Antes mesmo de chegar ao poder, Bolsonaro e seus apoiadores já haviam declarado guerra contra a arte, os artistas e os profissionais do setor cultural em geral, mas agora a coisa passou mesmo dos limites. Não satisfeito em desmontar tudo, propor nada e celebrar o triunfo do mau gosto em cada detalhe de cada pronunciamento, cada entrevista, cada cena de vulgaridade explícita (ensaiada ou não) a que somos expostos todos os dias desde a posse: Bolsonaro agora nos obriga a sair em defesa de um filme de quinta categoria.
Na terça-feira passada, o governo federal, através do Ministério da Justiça, decretou que a comédia Como se Tornar o Pior Aluno da Escola, uma bomba que estreou em 2017 e chegou agora ao streaming, não poderia mais ser exibida nessas plataformas. O argumento estapafúrdio era de que a trama faria “apologia à pedofilia”. No dia seguinte, o ministério mudou a classificação indicativa do filme de 14 para 18 anos – talvez por se dar conta de que não é possível censurar um filme e respeitar a Constituição ao mesmo tempo.
Nem vale a pena honrar essa pataquada com um debate sobre o conteúdo do filme (que, claro, viu sua audiência disparar nos últimos dias), a inconstitucionalidade da medida ou os riscos para a democracia da banalização da censura de obras de ficção – tenham elas a qualidade que tiverem.
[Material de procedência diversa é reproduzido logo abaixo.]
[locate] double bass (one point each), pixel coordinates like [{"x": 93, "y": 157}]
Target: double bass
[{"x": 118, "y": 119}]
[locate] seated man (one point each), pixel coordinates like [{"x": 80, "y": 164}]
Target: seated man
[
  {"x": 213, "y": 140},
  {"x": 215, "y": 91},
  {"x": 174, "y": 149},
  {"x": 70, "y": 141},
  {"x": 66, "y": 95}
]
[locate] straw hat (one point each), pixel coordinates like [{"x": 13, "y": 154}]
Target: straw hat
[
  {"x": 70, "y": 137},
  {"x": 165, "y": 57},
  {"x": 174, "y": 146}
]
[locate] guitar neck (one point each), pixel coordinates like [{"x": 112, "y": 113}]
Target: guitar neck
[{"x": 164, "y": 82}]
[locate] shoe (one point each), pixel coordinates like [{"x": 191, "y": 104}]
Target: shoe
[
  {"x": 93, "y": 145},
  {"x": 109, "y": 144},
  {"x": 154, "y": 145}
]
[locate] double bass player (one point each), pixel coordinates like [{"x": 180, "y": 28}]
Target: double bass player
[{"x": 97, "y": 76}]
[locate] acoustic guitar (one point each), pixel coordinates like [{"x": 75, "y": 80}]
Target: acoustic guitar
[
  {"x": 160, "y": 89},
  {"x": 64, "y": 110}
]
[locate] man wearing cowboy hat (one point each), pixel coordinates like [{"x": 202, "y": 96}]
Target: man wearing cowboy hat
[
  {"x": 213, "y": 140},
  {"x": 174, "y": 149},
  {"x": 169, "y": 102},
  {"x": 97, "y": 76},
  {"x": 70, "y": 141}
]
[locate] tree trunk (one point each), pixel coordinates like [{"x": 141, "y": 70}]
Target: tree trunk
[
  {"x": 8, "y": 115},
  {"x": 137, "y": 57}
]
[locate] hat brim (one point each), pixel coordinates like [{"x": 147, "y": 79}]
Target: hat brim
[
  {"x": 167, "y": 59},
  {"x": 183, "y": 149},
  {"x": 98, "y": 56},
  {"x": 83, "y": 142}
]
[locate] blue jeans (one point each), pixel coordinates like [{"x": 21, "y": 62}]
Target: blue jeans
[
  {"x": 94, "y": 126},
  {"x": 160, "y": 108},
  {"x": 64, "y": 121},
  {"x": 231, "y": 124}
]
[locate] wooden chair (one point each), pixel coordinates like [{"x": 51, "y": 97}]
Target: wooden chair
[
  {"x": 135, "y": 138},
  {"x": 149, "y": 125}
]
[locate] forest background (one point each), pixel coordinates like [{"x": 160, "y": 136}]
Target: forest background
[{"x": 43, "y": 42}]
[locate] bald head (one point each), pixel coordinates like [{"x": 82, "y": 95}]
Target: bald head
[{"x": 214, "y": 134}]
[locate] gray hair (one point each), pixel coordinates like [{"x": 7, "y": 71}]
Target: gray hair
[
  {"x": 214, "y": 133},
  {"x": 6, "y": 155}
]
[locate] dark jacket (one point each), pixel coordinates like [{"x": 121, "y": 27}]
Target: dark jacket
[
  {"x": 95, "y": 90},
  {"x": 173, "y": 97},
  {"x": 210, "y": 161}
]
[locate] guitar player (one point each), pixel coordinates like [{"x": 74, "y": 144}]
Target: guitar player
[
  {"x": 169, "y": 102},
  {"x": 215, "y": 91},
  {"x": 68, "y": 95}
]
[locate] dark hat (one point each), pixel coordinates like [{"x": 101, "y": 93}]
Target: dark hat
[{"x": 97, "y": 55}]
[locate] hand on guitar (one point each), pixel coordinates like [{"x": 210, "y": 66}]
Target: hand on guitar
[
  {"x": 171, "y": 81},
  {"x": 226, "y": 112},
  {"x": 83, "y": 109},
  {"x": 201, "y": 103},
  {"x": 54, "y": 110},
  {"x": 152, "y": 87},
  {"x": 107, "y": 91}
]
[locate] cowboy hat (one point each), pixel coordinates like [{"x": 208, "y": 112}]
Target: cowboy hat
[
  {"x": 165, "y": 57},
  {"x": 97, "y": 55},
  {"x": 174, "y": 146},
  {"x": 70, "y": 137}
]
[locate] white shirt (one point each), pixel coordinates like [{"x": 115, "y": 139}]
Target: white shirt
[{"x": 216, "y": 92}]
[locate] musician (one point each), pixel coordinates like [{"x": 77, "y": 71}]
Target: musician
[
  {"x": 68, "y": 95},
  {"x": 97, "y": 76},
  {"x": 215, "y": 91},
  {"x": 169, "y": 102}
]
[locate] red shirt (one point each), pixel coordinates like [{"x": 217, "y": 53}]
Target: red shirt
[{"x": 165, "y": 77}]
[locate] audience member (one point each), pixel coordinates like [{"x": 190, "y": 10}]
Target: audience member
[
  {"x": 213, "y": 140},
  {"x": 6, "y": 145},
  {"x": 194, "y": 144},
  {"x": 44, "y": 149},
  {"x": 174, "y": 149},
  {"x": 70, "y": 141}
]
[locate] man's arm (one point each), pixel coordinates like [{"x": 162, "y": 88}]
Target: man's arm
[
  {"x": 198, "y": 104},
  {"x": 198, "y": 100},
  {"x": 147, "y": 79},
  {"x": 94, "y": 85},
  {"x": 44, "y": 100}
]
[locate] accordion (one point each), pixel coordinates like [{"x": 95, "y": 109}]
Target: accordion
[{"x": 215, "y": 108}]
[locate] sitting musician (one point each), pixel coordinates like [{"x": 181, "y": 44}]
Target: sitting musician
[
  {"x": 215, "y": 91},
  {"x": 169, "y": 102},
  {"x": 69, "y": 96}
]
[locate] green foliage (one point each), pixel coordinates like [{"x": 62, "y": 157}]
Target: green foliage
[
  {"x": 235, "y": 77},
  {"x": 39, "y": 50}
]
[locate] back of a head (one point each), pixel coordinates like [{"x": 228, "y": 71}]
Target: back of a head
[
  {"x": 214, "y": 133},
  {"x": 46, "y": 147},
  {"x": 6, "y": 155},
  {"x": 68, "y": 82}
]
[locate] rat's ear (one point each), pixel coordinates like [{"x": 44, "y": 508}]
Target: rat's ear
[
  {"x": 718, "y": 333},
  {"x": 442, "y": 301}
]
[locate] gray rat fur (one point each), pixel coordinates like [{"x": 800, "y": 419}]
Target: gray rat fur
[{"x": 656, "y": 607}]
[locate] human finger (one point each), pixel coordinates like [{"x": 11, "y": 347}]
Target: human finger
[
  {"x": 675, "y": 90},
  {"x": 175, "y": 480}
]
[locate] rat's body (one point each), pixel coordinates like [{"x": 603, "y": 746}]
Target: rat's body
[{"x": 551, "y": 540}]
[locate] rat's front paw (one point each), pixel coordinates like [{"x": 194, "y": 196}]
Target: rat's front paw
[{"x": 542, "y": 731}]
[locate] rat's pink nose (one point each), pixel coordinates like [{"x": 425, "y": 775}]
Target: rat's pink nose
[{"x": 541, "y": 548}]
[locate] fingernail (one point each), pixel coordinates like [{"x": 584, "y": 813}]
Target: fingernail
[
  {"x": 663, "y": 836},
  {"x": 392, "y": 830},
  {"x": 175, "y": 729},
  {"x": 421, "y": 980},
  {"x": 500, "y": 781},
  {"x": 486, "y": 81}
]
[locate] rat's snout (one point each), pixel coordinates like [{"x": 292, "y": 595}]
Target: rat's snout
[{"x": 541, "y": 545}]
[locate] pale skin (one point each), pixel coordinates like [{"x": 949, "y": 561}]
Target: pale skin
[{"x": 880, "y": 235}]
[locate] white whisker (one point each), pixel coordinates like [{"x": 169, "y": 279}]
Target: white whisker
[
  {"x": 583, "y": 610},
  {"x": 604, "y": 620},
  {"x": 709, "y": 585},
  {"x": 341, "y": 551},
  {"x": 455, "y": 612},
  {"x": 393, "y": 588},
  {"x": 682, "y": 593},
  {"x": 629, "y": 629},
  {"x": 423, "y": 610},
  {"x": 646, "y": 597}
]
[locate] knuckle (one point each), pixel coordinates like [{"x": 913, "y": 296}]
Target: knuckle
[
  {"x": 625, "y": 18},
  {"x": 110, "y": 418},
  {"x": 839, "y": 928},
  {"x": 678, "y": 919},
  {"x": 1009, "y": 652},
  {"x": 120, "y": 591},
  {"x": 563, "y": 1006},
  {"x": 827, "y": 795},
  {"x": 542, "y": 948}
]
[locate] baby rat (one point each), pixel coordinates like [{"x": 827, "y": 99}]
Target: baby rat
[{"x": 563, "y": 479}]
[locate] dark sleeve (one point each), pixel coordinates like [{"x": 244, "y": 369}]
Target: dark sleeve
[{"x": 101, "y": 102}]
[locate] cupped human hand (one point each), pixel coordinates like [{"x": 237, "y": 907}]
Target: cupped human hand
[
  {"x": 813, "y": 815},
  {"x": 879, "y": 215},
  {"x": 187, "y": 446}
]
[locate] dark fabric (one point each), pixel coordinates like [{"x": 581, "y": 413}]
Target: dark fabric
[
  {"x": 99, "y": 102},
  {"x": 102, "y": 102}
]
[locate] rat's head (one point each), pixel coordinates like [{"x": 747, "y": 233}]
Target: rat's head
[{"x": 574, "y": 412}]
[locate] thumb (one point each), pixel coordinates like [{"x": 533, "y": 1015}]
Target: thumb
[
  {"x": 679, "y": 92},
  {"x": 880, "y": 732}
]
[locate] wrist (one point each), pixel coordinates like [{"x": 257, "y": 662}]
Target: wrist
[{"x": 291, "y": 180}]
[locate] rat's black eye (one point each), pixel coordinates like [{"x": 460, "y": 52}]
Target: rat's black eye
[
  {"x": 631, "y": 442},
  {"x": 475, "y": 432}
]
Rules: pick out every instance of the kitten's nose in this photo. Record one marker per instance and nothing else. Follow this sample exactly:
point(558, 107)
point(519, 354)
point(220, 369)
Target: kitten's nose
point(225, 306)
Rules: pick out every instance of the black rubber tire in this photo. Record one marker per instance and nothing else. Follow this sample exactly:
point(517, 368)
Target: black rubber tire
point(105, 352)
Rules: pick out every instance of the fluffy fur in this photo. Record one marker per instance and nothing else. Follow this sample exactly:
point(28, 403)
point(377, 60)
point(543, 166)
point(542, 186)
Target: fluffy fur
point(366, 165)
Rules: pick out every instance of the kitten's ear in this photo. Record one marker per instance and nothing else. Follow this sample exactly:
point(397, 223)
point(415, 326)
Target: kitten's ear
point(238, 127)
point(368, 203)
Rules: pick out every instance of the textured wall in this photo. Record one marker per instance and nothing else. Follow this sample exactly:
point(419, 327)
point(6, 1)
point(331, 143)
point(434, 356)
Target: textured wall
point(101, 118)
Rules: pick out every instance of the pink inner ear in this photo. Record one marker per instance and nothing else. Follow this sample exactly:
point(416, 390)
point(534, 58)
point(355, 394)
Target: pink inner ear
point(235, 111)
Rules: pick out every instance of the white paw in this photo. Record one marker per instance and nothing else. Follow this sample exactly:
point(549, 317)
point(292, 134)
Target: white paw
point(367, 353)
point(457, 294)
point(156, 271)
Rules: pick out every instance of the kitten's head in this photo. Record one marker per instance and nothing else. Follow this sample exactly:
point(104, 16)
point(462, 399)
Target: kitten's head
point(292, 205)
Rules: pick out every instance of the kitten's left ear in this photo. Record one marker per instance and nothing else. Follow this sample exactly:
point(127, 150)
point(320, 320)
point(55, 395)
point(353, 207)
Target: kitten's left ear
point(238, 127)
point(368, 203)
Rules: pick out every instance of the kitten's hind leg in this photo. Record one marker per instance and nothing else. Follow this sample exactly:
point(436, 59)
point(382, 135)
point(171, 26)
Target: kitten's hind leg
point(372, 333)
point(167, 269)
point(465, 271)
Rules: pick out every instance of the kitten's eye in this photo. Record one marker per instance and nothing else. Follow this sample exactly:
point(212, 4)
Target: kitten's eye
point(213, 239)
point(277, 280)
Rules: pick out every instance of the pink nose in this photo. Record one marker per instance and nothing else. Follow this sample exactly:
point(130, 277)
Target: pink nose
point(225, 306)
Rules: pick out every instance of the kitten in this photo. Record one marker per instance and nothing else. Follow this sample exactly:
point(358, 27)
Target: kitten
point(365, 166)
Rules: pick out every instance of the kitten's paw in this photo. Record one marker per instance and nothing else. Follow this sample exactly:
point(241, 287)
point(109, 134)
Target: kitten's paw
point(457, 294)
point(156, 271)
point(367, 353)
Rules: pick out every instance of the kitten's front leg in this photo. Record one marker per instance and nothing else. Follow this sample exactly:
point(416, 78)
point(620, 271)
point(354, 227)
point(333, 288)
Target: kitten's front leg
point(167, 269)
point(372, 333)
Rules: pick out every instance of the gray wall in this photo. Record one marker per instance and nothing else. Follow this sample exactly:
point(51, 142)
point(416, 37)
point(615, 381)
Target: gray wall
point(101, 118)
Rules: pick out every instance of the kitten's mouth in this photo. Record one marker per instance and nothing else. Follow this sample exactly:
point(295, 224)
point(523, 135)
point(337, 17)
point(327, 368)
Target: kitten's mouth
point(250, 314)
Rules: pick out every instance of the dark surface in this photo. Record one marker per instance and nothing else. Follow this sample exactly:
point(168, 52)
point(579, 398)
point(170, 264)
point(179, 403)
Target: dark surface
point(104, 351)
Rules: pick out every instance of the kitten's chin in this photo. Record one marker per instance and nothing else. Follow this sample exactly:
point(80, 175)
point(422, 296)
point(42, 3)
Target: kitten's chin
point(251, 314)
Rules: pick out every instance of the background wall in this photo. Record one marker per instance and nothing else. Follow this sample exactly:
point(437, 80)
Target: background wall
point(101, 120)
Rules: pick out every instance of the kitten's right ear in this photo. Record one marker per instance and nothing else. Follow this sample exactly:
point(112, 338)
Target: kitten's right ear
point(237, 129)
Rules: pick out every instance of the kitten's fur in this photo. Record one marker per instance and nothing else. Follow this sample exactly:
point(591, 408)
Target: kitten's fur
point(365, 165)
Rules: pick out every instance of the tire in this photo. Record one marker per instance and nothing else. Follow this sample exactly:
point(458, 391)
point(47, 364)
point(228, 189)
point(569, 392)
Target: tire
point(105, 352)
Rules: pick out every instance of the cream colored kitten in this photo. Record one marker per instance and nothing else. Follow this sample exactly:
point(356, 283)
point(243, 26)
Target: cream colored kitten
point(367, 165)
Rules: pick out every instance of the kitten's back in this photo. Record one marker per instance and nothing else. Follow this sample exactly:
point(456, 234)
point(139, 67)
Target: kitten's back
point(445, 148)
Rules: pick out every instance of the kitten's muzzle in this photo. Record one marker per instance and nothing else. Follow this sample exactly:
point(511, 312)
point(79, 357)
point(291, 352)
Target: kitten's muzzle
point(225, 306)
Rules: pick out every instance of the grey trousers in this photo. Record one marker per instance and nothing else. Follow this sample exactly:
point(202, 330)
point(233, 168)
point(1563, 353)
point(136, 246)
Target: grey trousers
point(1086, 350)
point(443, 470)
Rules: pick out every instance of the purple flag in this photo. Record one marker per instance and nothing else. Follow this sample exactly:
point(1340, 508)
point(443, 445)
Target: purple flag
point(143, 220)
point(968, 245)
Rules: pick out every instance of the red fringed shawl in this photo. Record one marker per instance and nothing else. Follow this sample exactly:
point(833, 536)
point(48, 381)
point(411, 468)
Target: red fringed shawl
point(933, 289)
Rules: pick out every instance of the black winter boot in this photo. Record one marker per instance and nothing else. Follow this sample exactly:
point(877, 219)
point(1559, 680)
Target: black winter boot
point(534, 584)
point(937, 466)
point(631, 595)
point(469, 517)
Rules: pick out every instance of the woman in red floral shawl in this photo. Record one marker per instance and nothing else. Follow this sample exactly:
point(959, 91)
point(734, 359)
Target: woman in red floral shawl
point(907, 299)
A polêmica é tão escancaradamente artificial e se encaixa tão bem nos propósitos de 1) promover políticos interessados em associar seus nomes à defesa dos “bons costumes”, 2) entesar a base bolsonarista e 3) desviar a atenção dos problemas reais do governo, que ninguém deveria perder muito tempo com essa conversa. (A Globo, por exemplo, mandou um senta-lá-cláudia para o Ministério da Justiça e anunciou que não vai tirar o filme de suas plataformas.)
Se a estreia nos cinemas de Como se Tornar o Pior Aluno da Escola passou despercebida em 2017, o cancelamento da exposição QueerMuseu, no mesmo ano, deu muito o que falar. Nunca é demais lembrar que o MBL, na época ainda enamorado pelo capitão, promoveu uma violenta campanha de ameaças contra o público e os artistas usando a mesma acusação falsa de “apologia à pedofilia” como chamariz e espantalho.
De lá para cá, boa parte dos aliados de 2017 brigaram entre si e confesso que fica cada vez mais difícil acompanhar quem apoia quem e qual a última versão do termo “liberdade de expressão” em uso pela galera dos “cidadãos de bem”. O certo é que a guerra cultural, o falso moralismo, a demagogia e toda a artilharia de golpes abaixo da cintura que o gabinete do ódio mobilizou na campanha de 2018 para eleger Bolsonaro já estão em plena marcha rumo à campanha de 2022.